Unfortunately, this trick sometimes had unintended results. Once I led the pack doing this in the middle of Minor Street with Manard in his soapbox go-cart behind me. I stopped after accelerating out of my 180 turn and looked to my right just as Manard’s go-cart puttered past me—minus Manard. He was sprawled out on his back in the middle of Minor Street where he fell off while doing the 180 turn.

Another “fun” thing we did was mix go-carts with roller skates, but that is another (painful) story that will follow soon.

When I got older, and the go-cart craze wore off, MB removed the engine from mine and modified it with bicycle peddles for my two younger sisters to use.

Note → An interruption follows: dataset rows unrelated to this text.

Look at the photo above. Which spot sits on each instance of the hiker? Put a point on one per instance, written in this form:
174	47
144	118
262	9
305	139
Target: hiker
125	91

MB got the gearing wrong. The girls had to peddle like crazy to get the thing to even move at a snail’s pace. They were exhausted just going twenty feet, but maybe that was his intention. And thus was the ignoble end of my beautiful go-cart.

But that was OK with me; I had graduated to cars! Did you know you can do with cars a lot of the things you can do with go-carts? A lot, but not all.